Module Description:
Ubiquity Extended Team member Amol Kapoor explains how GPT and Large Language Models (LLMs) work by outputting probabilities of what the next most likely word is using the concept of "attention".
Full Transcript:
The last model I wanna talk about is GPT, which I'm sure most of the people in this conversation have hopefully heard about. You probably heard about ChatGPT. The original GPT paper was released in June of 2020 by OpenAI, and it really took the AI world by storm. So I wanna talk a little bit about how it works. Most of this stuff directly applies to ChatGPT and GPT-4.
GPT is a language generator, and in particular, it is a large language model or an LLM. Remember I said at the very beginning that every ML model has three parts. There's the features, the embeddings, and the losses. Well, for a GPT, the input features were just sentences scraped from the internet. The embeddings were transformers. We'll talk about what those are in a second. And the loss was to predict the next word. So if I have some input, like for example, not all heroes wear blank. GPT will actually produce a probability distribution of what the most likely next word is, and it gives a 90% probability on case. Now, one caveat here, you know, like I said early on, ML models understand vector representations of data. So we actually have to convert all of these into numbers first. So the way that actually works is GPT has a really big lookup table of about 50,000 different tokens, and each token is one value of from zero to 50,000. So that gets fed into GPT over and over again.

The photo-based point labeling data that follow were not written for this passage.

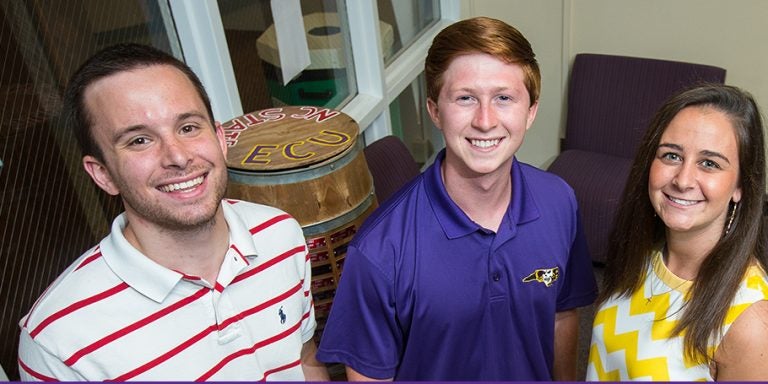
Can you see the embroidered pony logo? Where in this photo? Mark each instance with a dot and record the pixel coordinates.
(547, 276)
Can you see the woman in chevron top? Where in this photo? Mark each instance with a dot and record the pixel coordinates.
(685, 290)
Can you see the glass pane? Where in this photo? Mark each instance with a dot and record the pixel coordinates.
(407, 20)
(327, 82)
(411, 122)
(50, 211)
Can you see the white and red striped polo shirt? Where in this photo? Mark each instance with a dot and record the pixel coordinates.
(117, 315)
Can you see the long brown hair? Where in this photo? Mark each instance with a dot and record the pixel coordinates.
(637, 229)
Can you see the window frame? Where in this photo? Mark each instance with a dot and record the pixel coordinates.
(201, 34)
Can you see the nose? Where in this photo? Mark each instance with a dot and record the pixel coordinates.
(175, 153)
(485, 117)
(685, 177)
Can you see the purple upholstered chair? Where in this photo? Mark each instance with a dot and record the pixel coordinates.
(611, 100)
(391, 166)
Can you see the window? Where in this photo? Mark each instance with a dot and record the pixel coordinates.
(50, 210)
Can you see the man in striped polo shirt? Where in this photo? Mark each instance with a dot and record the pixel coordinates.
(187, 286)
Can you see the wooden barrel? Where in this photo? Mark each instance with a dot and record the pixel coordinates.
(309, 162)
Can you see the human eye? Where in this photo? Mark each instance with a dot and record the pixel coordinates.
(465, 99)
(188, 129)
(670, 157)
(138, 141)
(710, 164)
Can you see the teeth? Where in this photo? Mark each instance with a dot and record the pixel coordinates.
(484, 143)
(182, 186)
(683, 202)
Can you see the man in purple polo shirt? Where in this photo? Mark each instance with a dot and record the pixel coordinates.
(475, 270)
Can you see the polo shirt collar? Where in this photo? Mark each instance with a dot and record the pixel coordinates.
(456, 223)
(154, 280)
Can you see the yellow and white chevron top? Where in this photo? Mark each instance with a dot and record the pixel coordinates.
(631, 336)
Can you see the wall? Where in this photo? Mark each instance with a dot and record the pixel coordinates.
(729, 34)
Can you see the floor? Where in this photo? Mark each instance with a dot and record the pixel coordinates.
(586, 315)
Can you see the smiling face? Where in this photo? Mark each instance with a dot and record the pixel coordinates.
(161, 154)
(483, 110)
(695, 173)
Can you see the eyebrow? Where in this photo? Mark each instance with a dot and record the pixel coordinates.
(139, 127)
(706, 153)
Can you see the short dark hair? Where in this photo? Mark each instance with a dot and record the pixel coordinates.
(481, 35)
(109, 61)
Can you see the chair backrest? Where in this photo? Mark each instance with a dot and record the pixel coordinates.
(611, 99)
(391, 165)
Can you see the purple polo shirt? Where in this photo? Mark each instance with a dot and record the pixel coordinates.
(427, 294)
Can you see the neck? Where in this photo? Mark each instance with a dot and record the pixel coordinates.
(686, 252)
(484, 198)
(196, 252)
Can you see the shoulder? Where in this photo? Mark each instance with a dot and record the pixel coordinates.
(252, 211)
(743, 353)
(255, 218)
(398, 209)
(87, 275)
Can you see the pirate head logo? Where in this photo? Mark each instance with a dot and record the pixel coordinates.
(547, 276)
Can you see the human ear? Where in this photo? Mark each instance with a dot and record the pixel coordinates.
(100, 175)
(220, 136)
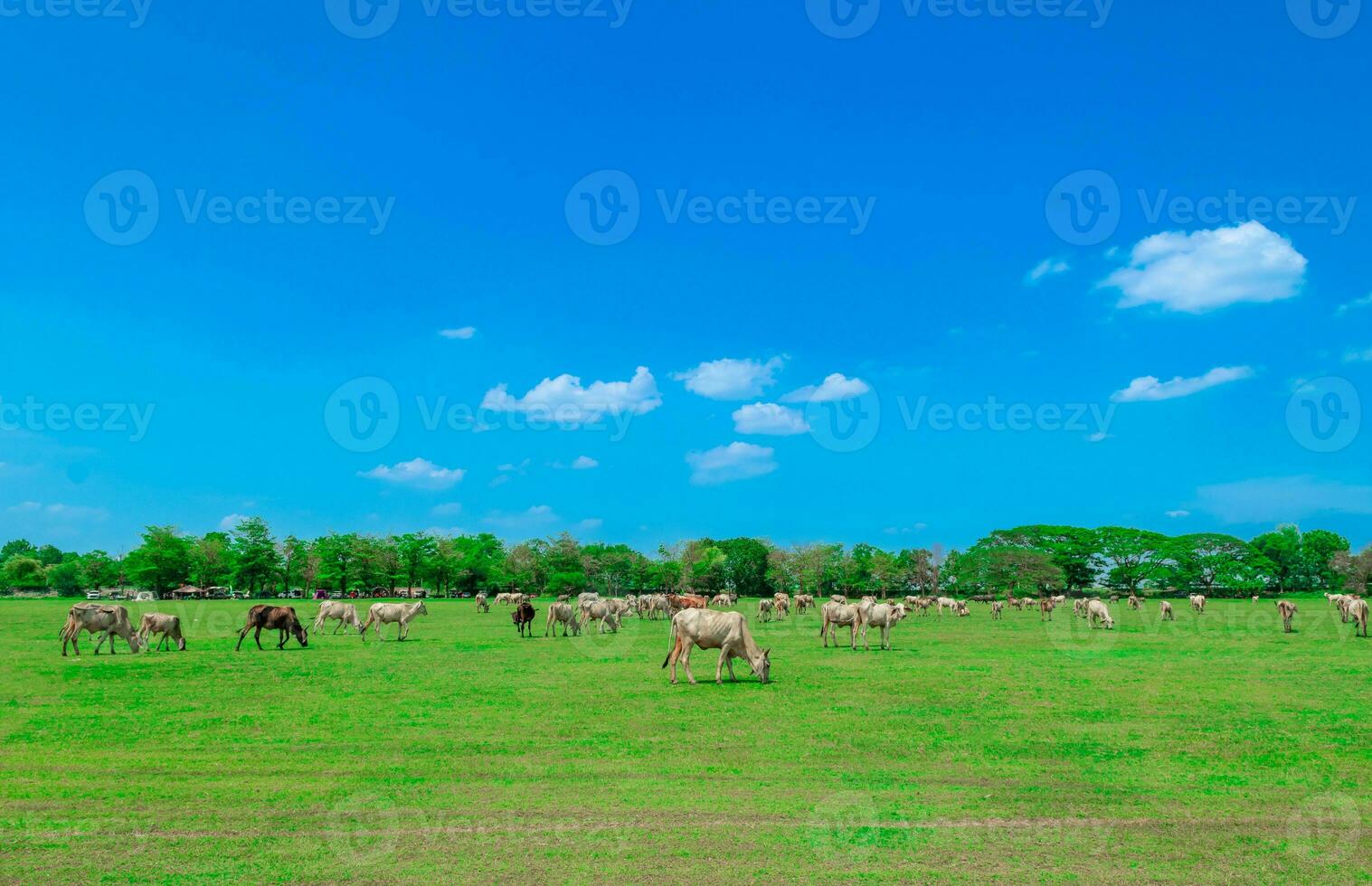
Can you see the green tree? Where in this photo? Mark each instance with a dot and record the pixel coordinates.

We've had language generators in the past, and actually if you guys have ever used auto corrector, you know auto-fill on your phone, you know what a language generator looks like. GPT is way bigger and was fed way more data in a way that could efficiently handle that data. So it is really, really, really good. The transformer is the main building block of GPT. The key innovation of transformers is that each layer of the model learns how to pay attention to information in the previous layers. Remember what I said earlier about embedding math? Embedding math is powerful because it allows us to do mathematical operations on concepts. It allows us to add and subtract, filter, and remove information basically based on what's important. Transformers allow a ML model to do this at every single layer of the model. A little bit of technical implementation for those of you who are interested. The way a transformer works is you take N embeddings, one for each word, and you pass them through three separate learned weights. These neurons, you multiply the first two outputs to get an N by N matrix, weight matrix, and you normalize those values to sum to one. The normalization is actually the most important part because if you have everything in the weight matrix summing to one, it means that if you put more weight in one area of the matrix, you have to have less weight in some other area. So this forces the model to pick and choose or pay attention to different pieces of information. When you multiply the weight matrix by your third matrix, you get an attention weighted output.
Now, all of this is conceptually very fuzzy. Attention as a concept is kind of made up. But the reason this works is because during back propagation, during training, it gives the model flexibility to learn its own transforms without any human intervention. The model is deciding what to pay attention to, not the human. So let's put it all together. You take some text, you convert it into vectors, you pass those vectors through a whole bunch of transformers, and you convert the output vectors back into text. Now you have a language generator, and if you make it really, really big and you run that over the entire internet, you have GPT.